The Missouri Legislature passed Senate Bill 330 last week. I hope the governor signs it (I cannot see a reason for a veto). SB 330 makes several small but worthwhile changes to state licensing rules. Generally speaking, the legislation expands the practice areas of certain jobs, allowing them to do things they were previously prevented from doing. Nurses, dental assistants, and counselors now all have slightly expanded practice areas and slightly reduced regulatory control of their jobs. This is a good thing. Furthermore, there are now a few more ways to become licensed as a hearing instrument specialist in Missouri. This is also a good thing.

What is a VERY good thing is that we appear to be moving in the right direction on the larger issue in Missouri. To the best of my knowledge, we have not passed wholesale licensing requirements for a new occupation in Missouri for a few years. (I may be overlooking some, but I do not think so.) Last year, due to prompting by court rulings, the state significantly reduced the licensing burdens to open a moving company in our state. This year, we passed SB 330, with its entirely positive changes. At the state level, we have leaders such as Missouri Rep.
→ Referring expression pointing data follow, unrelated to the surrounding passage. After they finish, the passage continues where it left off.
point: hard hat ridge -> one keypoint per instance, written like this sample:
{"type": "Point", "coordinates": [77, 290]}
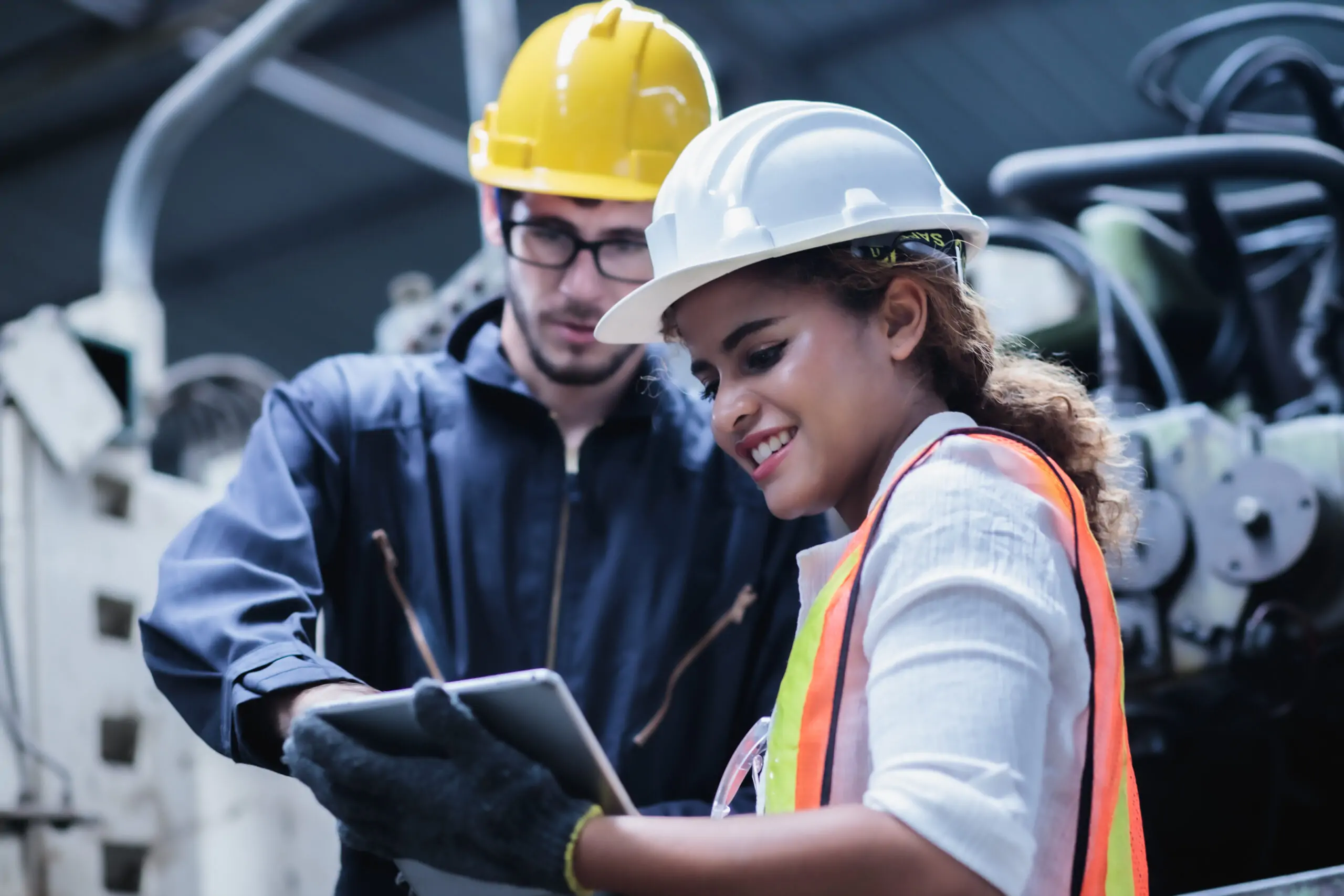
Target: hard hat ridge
{"type": "Point", "coordinates": [597, 104]}
{"type": "Point", "coordinates": [776, 179]}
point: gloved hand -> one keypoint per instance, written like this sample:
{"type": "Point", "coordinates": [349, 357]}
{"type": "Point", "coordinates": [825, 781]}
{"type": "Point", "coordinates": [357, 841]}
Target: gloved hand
{"type": "Point", "coordinates": [478, 808]}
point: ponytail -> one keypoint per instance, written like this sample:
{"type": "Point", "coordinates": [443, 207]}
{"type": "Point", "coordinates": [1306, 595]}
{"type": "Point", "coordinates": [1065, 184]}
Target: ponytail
{"type": "Point", "coordinates": [1042, 402]}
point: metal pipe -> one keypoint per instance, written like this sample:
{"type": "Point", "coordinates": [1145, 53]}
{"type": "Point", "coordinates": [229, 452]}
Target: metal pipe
{"type": "Point", "coordinates": [1043, 176]}
{"type": "Point", "coordinates": [349, 102]}
{"type": "Point", "coordinates": [172, 123]}
{"type": "Point", "coordinates": [490, 41]}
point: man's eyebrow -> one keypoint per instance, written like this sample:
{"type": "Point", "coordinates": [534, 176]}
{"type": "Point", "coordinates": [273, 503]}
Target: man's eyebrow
{"type": "Point", "coordinates": [736, 338]}
{"type": "Point", "coordinates": [634, 234]}
{"type": "Point", "coordinates": [550, 220]}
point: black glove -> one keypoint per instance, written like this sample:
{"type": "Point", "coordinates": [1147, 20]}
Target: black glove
{"type": "Point", "coordinates": [478, 808]}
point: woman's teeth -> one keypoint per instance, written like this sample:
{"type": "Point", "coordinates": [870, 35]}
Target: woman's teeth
{"type": "Point", "coordinates": [772, 445]}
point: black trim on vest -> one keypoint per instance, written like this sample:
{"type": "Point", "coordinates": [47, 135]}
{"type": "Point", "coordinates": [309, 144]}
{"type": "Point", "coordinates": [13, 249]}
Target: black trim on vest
{"type": "Point", "coordinates": [1081, 842]}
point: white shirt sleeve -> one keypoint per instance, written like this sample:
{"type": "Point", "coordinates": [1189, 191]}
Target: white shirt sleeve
{"type": "Point", "coordinates": [973, 605]}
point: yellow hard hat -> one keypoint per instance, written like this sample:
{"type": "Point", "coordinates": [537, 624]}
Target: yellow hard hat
{"type": "Point", "coordinates": [597, 104]}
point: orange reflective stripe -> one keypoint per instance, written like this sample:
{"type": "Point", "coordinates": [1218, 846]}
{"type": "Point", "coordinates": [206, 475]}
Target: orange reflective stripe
{"type": "Point", "coordinates": [1112, 836]}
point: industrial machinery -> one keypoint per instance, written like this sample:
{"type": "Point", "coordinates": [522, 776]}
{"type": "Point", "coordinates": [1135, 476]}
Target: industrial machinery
{"type": "Point", "coordinates": [1194, 280]}
{"type": "Point", "coordinates": [105, 453]}
{"type": "Point", "coordinates": [1198, 289]}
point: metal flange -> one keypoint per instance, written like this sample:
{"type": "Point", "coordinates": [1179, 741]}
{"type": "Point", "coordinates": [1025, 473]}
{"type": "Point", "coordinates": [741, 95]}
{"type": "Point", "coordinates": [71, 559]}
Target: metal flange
{"type": "Point", "coordinates": [1257, 522]}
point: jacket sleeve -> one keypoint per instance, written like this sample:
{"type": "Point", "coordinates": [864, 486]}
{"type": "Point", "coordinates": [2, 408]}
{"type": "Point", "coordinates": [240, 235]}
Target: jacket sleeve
{"type": "Point", "coordinates": [772, 642]}
{"type": "Point", "coordinates": [239, 587]}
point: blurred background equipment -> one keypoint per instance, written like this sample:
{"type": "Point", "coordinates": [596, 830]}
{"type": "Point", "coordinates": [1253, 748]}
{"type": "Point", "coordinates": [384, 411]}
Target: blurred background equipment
{"type": "Point", "coordinates": [1209, 268]}
{"type": "Point", "coordinates": [1170, 186]}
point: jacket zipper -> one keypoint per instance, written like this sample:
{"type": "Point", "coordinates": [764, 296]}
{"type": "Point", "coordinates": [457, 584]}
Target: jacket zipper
{"type": "Point", "coordinates": [553, 630]}
{"type": "Point", "coordinates": [747, 597]}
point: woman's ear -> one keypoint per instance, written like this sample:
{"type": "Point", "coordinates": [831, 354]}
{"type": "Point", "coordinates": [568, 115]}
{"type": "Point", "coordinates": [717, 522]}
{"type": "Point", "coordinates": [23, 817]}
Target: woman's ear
{"type": "Point", "coordinates": [905, 312]}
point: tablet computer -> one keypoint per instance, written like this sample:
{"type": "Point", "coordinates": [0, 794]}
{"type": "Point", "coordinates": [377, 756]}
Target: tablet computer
{"type": "Point", "coordinates": [533, 711]}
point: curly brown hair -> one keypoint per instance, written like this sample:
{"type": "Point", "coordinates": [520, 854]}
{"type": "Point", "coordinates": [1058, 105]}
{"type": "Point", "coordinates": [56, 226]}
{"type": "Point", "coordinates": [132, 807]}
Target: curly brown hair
{"type": "Point", "coordinates": [999, 386]}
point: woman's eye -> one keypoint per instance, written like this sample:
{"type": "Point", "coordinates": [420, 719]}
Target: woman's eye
{"type": "Point", "coordinates": [764, 359]}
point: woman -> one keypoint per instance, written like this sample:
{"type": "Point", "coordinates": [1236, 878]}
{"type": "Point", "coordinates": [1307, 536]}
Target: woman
{"type": "Point", "coordinates": [952, 707]}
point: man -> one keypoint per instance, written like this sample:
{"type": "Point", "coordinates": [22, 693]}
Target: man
{"type": "Point", "coordinates": [549, 501]}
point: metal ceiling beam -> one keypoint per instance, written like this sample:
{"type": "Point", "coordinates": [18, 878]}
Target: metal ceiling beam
{"type": "Point", "coordinates": [355, 105]}
{"type": "Point", "coordinates": [490, 41]}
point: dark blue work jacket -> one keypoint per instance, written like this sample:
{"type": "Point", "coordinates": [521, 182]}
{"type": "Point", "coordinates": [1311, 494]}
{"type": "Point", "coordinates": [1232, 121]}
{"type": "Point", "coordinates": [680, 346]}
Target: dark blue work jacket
{"type": "Point", "coordinates": [635, 556]}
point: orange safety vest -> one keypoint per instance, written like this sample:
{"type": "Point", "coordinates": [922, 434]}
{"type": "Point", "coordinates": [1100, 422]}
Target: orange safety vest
{"type": "Point", "coordinates": [817, 745]}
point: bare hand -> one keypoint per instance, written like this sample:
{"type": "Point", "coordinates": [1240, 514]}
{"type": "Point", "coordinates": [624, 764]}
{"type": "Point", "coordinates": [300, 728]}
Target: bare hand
{"type": "Point", "coordinates": [289, 705]}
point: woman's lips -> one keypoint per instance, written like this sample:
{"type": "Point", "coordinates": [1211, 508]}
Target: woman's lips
{"type": "Point", "coordinates": [766, 450]}
{"type": "Point", "coordinates": [768, 467]}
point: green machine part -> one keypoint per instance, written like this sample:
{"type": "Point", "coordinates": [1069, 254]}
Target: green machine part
{"type": "Point", "coordinates": [1155, 261]}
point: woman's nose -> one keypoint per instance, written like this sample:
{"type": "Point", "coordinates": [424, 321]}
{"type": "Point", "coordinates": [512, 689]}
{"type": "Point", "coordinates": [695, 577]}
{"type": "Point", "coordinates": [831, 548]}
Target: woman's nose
{"type": "Point", "coordinates": [734, 409]}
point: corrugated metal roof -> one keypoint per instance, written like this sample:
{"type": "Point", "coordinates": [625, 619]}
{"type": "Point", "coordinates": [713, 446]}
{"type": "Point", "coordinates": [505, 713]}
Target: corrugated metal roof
{"type": "Point", "coordinates": [280, 233]}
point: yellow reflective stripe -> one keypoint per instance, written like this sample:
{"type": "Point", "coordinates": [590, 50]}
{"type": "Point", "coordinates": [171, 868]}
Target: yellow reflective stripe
{"type": "Point", "coordinates": [1120, 859]}
{"type": "Point", "coordinates": [781, 772]}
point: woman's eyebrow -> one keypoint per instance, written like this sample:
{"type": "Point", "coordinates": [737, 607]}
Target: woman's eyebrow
{"type": "Point", "coordinates": [733, 339]}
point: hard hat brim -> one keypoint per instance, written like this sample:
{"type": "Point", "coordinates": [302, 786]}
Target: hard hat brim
{"type": "Point", "coordinates": [637, 319]}
{"type": "Point", "coordinates": [562, 183]}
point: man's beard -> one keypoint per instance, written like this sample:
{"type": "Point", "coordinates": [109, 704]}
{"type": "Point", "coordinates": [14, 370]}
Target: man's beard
{"type": "Point", "coordinates": [565, 376]}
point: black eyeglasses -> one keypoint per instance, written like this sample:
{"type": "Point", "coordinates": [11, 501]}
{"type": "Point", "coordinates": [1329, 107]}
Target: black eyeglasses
{"type": "Point", "coordinates": [548, 246]}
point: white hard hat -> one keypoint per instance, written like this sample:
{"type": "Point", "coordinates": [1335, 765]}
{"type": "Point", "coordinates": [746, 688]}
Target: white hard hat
{"type": "Point", "coordinates": [776, 179]}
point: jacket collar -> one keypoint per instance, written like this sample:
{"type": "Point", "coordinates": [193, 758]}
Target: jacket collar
{"type": "Point", "coordinates": [475, 344]}
{"type": "Point", "coordinates": [932, 429]}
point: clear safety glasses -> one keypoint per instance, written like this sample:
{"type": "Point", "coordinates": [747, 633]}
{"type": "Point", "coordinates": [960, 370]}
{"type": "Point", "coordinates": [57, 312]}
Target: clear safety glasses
{"type": "Point", "coordinates": [748, 760]}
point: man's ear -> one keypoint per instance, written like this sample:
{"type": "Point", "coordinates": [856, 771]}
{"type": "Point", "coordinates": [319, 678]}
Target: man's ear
{"type": "Point", "coordinates": [491, 215]}
{"type": "Point", "coordinates": [905, 313]}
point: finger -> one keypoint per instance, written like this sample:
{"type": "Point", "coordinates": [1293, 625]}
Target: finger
{"type": "Point", "coordinates": [346, 762]}
{"type": "Point", "coordinates": [448, 722]}
{"type": "Point", "coordinates": [342, 803]}
{"type": "Point", "coordinates": [363, 840]}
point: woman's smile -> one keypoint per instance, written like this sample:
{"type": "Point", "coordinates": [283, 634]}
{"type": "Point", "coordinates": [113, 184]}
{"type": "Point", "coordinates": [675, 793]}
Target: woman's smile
{"type": "Point", "coordinates": [764, 450]}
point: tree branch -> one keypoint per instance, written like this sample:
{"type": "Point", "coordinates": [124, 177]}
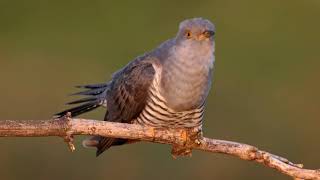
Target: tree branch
{"type": "Point", "coordinates": [68, 127]}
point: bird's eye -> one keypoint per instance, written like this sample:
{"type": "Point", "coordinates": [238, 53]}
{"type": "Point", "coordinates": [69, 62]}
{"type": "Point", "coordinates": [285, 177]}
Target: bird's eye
{"type": "Point", "coordinates": [188, 34]}
{"type": "Point", "coordinates": [208, 33]}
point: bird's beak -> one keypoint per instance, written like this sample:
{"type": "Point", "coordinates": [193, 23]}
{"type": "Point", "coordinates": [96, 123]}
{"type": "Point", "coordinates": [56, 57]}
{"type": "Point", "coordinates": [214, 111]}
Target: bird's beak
{"type": "Point", "coordinates": [205, 35]}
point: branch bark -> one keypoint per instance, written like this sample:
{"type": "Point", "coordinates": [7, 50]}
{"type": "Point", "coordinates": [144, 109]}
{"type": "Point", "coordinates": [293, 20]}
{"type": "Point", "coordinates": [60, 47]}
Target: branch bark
{"type": "Point", "coordinates": [68, 127]}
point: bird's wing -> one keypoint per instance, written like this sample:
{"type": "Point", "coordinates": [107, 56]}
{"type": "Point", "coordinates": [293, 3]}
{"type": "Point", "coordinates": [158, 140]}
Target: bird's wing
{"type": "Point", "coordinates": [127, 95]}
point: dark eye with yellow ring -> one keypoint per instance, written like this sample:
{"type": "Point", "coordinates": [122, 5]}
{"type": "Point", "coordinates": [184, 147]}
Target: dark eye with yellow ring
{"type": "Point", "coordinates": [188, 34]}
{"type": "Point", "coordinates": [208, 33]}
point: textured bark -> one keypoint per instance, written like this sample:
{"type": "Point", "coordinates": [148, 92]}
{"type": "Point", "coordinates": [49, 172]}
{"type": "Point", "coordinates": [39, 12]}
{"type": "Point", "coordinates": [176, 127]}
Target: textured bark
{"type": "Point", "coordinates": [68, 127]}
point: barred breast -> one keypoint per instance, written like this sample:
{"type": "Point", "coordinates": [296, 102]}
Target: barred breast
{"type": "Point", "coordinates": [157, 113]}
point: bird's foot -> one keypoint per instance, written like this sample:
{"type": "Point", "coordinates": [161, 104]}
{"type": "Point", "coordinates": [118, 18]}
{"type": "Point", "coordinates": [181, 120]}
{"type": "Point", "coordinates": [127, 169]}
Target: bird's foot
{"type": "Point", "coordinates": [68, 138]}
{"type": "Point", "coordinates": [191, 137]}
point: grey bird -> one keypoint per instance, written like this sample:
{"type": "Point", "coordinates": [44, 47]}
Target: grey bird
{"type": "Point", "coordinates": [166, 87]}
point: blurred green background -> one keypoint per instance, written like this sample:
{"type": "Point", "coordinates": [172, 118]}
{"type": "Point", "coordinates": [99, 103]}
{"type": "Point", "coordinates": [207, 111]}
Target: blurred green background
{"type": "Point", "coordinates": [266, 89]}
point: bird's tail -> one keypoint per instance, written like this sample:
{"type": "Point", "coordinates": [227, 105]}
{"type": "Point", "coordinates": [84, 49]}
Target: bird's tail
{"type": "Point", "coordinates": [102, 143]}
{"type": "Point", "coordinates": [96, 96]}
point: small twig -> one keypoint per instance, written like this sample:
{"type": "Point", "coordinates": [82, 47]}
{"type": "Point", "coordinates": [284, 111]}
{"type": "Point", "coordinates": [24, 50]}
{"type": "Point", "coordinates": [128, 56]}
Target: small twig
{"type": "Point", "coordinates": [67, 127]}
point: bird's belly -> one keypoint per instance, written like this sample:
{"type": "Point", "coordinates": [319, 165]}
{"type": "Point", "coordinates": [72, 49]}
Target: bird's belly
{"type": "Point", "coordinates": [157, 114]}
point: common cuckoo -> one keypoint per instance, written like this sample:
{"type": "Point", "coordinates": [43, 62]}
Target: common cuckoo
{"type": "Point", "coordinates": [166, 87]}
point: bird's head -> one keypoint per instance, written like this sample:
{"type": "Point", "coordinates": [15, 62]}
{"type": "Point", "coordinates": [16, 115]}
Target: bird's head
{"type": "Point", "coordinates": [196, 29]}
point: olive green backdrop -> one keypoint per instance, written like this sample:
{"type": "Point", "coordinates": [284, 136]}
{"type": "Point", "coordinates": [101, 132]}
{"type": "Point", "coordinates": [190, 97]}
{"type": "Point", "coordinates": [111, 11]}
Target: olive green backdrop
{"type": "Point", "coordinates": [266, 89]}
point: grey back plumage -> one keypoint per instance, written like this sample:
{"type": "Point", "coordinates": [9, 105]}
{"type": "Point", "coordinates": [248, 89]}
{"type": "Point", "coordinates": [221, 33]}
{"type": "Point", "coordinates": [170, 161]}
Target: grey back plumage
{"type": "Point", "coordinates": [166, 87]}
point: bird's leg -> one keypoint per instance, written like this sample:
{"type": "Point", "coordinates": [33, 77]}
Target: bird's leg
{"type": "Point", "coordinates": [69, 137]}
{"type": "Point", "coordinates": [198, 135]}
{"type": "Point", "coordinates": [190, 137]}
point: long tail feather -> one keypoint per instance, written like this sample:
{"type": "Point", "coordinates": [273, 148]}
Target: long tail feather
{"type": "Point", "coordinates": [97, 97]}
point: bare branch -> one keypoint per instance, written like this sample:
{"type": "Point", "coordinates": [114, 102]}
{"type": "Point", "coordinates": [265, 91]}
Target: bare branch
{"type": "Point", "coordinates": [68, 127]}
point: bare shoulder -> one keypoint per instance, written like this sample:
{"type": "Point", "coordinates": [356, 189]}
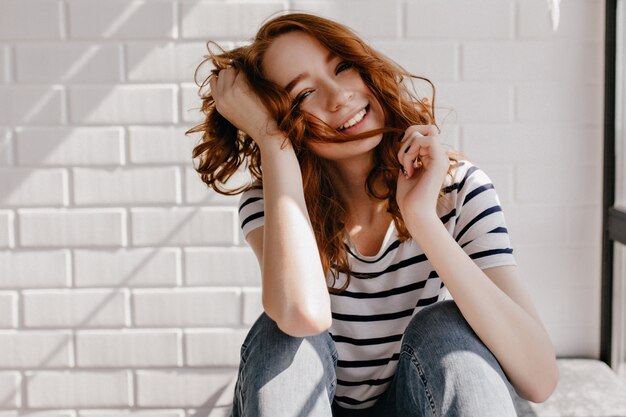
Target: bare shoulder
{"type": "Point", "coordinates": [255, 240]}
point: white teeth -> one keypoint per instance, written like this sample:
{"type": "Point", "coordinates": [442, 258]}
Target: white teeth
{"type": "Point", "coordinates": [356, 119]}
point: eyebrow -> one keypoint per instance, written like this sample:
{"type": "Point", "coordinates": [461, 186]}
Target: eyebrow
{"type": "Point", "coordinates": [303, 75]}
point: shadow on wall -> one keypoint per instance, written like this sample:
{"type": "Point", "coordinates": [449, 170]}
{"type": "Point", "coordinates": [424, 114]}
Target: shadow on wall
{"type": "Point", "coordinates": [89, 102]}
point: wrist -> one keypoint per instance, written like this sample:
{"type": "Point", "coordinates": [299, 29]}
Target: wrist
{"type": "Point", "coordinates": [421, 224]}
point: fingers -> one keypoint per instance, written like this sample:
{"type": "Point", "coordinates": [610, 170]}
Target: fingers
{"type": "Point", "coordinates": [222, 85]}
{"type": "Point", "coordinates": [417, 148]}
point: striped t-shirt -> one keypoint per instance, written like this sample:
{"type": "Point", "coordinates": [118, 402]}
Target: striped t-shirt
{"type": "Point", "coordinates": [387, 289]}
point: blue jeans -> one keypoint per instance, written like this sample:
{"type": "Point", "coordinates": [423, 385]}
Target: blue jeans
{"type": "Point", "coordinates": [444, 370]}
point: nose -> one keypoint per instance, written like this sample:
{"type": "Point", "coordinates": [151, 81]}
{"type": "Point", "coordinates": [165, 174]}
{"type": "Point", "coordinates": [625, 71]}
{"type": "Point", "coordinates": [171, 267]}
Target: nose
{"type": "Point", "coordinates": [338, 96]}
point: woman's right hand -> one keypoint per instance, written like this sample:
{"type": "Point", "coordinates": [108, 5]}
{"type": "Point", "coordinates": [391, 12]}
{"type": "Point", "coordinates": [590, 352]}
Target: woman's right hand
{"type": "Point", "coordinates": [239, 104]}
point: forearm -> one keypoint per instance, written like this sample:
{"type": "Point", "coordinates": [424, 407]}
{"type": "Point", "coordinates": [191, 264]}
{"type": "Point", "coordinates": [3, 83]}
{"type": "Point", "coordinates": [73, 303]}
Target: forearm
{"type": "Point", "coordinates": [516, 339]}
{"type": "Point", "coordinates": [294, 287]}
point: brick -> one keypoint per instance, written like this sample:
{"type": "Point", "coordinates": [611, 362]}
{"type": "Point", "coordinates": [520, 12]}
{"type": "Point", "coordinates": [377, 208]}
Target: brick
{"type": "Point", "coordinates": [78, 389]}
{"type": "Point", "coordinates": [437, 61]}
{"type": "Point", "coordinates": [22, 20]}
{"type": "Point", "coordinates": [8, 310]}
{"type": "Point", "coordinates": [33, 187]}
{"type": "Point", "coordinates": [7, 238]}
{"type": "Point", "coordinates": [135, 348]}
{"type": "Point", "coordinates": [473, 102]}
{"type": "Point", "coordinates": [131, 413]}
{"type": "Point", "coordinates": [197, 192]}
{"type": "Point", "coordinates": [4, 64]}
{"type": "Point", "coordinates": [519, 143]}
{"type": "Point", "coordinates": [575, 341]}
{"type": "Point", "coordinates": [183, 226]}
{"type": "Point", "coordinates": [580, 20]}
{"type": "Point", "coordinates": [545, 265]}
{"type": "Point", "coordinates": [152, 145]}
{"type": "Point", "coordinates": [560, 103]}
{"type": "Point", "coordinates": [560, 185]}
{"type": "Point", "coordinates": [121, 19]}
{"type": "Point", "coordinates": [68, 62]}
{"type": "Point", "coordinates": [10, 389]}
{"type": "Point", "coordinates": [122, 104]}
{"type": "Point", "coordinates": [532, 61]}
{"type": "Point", "coordinates": [501, 176]}
{"type": "Point", "coordinates": [191, 104]}
{"type": "Point", "coordinates": [458, 19]}
{"type": "Point", "coordinates": [6, 147]}
{"type": "Point", "coordinates": [165, 62]}
{"type": "Point", "coordinates": [190, 307]}
{"type": "Point", "coordinates": [34, 269]}
{"type": "Point", "coordinates": [535, 224]}
{"type": "Point", "coordinates": [214, 19]}
{"type": "Point", "coordinates": [35, 350]}
{"type": "Point", "coordinates": [375, 19]}
{"type": "Point", "coordinates": [69, 146]}
{"type": "Point", "coordinates": [584, 225]}
{"type": "Point", "coordinates": [213, 347]}
{"type": "Point", "coordinates": [252, 305]}
{"type": "Point", "coordinates": [126, 268]}
{"type": "Point", "coordinates": [31, 105]}
{"type": "Point", "coordinates": [217, 266]}
{"type": "Point", "coordinates": [77, 227]}
{"type": "Point", "coordinates": [179, 388]}
{"type": "Point", "coordinates": [74, 308]}
{"type": "Point", "coordinates": [56, 413]}
{"type": "Point", "coordinates": [126, 186]}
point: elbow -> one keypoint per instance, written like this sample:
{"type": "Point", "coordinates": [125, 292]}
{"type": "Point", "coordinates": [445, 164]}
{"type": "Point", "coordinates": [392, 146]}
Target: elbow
{"type": "Point", "coordinates": [542, 391]}
{"type": "Point", "coordinates": [302, 322]}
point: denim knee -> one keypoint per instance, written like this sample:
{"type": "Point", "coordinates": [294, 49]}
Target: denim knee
{"type": "Point", "coordinates": [284, 375]}
{"type": "Point", "coordinates": [458, 375]}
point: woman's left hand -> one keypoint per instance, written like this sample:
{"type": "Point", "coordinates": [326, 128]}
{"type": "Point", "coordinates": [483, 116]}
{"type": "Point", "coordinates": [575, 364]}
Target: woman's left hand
{"type": "Point", "coordinates": [419, 189]}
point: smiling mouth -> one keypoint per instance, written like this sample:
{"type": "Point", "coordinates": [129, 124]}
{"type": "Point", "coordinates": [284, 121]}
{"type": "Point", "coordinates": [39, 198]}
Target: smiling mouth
{"type": "Point", "coordinates": [354, 120]}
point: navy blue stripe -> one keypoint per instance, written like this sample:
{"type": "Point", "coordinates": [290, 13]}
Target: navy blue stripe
{"type": "Point", "coordinates": [391, 247]}
{"type": "Point", "coordinates": [374, 317]}
{"type": "Point", "coordinates": [252, 217]}
{"type": "Point", "coordinates": [444, 219]}
{"type": "Point", "coordinates": [249, 201]}
{"type": "Point", "coordinates": [477, 191]}
{"type": "Point", "coordinates": [490, 252]}
{"type": "Point", "coordinates": [365, 382]}
{"type": "Point", "coordinates": [382, 294]}
{"type": "Point", "coordinates": [485, 213]}
{"type": "Point", "coordinates": [496, 230]}
{"type": "Point", "coordinates": [391, 268]}
{"type": "Point", "coordinates": [367, 342]}
{"type": "Point", "coordinates": [427, 301]}
{"type": "Point", "coordinates": [469, 172]}
{"type": "Point", "coordinates": [450, 188]}
{"type": "Point", "coordinates": [367, 363]}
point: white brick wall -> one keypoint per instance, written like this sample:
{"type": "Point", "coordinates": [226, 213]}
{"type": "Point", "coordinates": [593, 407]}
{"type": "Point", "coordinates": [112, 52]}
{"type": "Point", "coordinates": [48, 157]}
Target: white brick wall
{"type": "Point", "coordinates": [126, 288]}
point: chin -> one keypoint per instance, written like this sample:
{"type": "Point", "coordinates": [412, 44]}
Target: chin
{"type": "Point", "coordinates": [346, 150]}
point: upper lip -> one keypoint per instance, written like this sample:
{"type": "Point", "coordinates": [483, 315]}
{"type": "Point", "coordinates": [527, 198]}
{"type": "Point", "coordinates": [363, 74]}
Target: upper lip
{"type": "Point", "coordinates": [352, 114]}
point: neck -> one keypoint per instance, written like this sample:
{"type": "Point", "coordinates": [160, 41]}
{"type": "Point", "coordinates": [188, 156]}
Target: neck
{"type": "Point", "coordinates": [349, 177]}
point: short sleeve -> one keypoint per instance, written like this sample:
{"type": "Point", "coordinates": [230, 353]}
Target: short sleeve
{"type": "Point", "coordinates": [251, 210]}
{"type": "Point", "coordinates": [480, 228]}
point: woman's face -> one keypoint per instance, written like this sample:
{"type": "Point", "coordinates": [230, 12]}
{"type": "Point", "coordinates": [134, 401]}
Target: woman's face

Eric Burlison (R-Dist. 133) who care about the personal and economic harms when government makes choices that markets and customers should be making.

At the local level, we still see an expansion of licensing abuses, from street performer auditions and valet parking licenses in Saint Louis to totally bogus HVAC rules in Saint Louis County. But at the state level, we are doing the right thing. Remember, occupational licensing of most occupations benefits current practitioners at the expense of future competitors and the public. We need less of it in Missouri.